By all means don't go Model U.N. or play house. These random thoughts about
business at the kitchen table are some of the most valuable you will ever
have. These are collisions that engender sparks. What you can do is write down
what has been discussed immediately _after_ it has been discussed to capture
that. Don't worry about editing, just dump all you've got and structure after
you downloaded your brains. This will be raw material of your marketing, your
user stories, and your features. Formal and diligent aren't the same thing.

Attitude:

\- Model U.N., also known as playing house, is better avoided.

\- CEO, COO, CTO are titles that bow down to getting shit done.

Work:

It is useful to write down things and dump everyone's knowledge.

\- Carrying a pen and sketching (projects parts interactions, functionality,
interface, etc.)

\- Writing the product description as if it existed. Continuously edit for
conciseness and clarity

\- Meeting users

\- A versioned design document describing different parts and how they
interact

\- Code versioning

\- Issue templates for bugs and features to reduce friction to write a good
issue: anyone who reads your issue should know what you were talking about and
have a preliminary action plan. Writing good issues takes a bit of practice,
and templates help in avoiding "blank page" and guide the contributor into
writing a good one.

\- If you've deployed something to users, having a link setup with your
ticketing system so they can write an email and an issue is created can help.

\- All bugs or features or ideas go to issues

\- Writing unit/integration tests & tracking coverage without becoming a slave

\- CI tests. You _should_ get an email if the build fails.

\- Modular architecture: you don't have to go crazy and read too much from
people who design perfect software that only lives in their mind or Medium
posts, but features shouldn't too tied. Plugins that can be added or removed

\- Write a short documentation about your very easy to use library and then
write the code to make it true

\- When you get an idea, write it down and get back to work. Explore later. No
Wikipedia effect where you wander too much. It has a time and place

\- Documenting code

\- Good commit messages with root cause analysis when you fix a bug:
assumptions that led to the bug. When you do that, bugs don't become a one off
thing and _patterns_ start to emerge which will help you eliminate the
problem. In other words, a "family" of bugs becomes clear and then you'll
develop a solution that makes such bugs impossible to happen again. Also,
write tests for bugs so they don't creep back.

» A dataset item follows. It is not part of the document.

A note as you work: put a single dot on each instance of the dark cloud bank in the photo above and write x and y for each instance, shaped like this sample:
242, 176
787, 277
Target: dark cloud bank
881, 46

\- A versioned wiki (for the project) with a page for all the resources you
stumble upon that could help your ship:

    
    
      - Book titles, what the book is about, where you heard of it, why it matters and what will it solve
    
      - Open source tools you can use, where you heard of them, why they're relevant and what they'll solve
    
      - Libraries, you catch my drift.
    
      - Video talks that describe an aspect of one of your problems
    
      - Blog posts that describe solutions to parts of your problem
    
      - Research papers you might want to implement
    

\- A versioned handbook (for the company) on how to do things split in cross
referenced themes (Markdown):

    
    
      - Technical:
    
        - Onboarding document - one page -: describing workflow, stack, books to read. Won't need it now.
    
        - How you set up a certain software stack
    
        - Mini tutorials on a tool/library you played with on the week-end to get someone started
    
        - How you use a certain API
    
      - Paperwork (anyone who reads this should be able to operate the company):
    
        - What are the things to take care of (weekly/monthly/quarterly) like bank, IRS, etc.
    
        - Company information (bank accounts if any, legal documents, etc.)
    
        - Necessary employees information
    
        - How to pay taxes, step by step, form by form, with images and where to sign and where to pay
    
        - How to convert from WA LLC to a Delaware C Corp
    
        - How to setup a WA LLC
    
    

These things will help you speed up your work, make it consistent, and help
get an additional member up to speed really fast.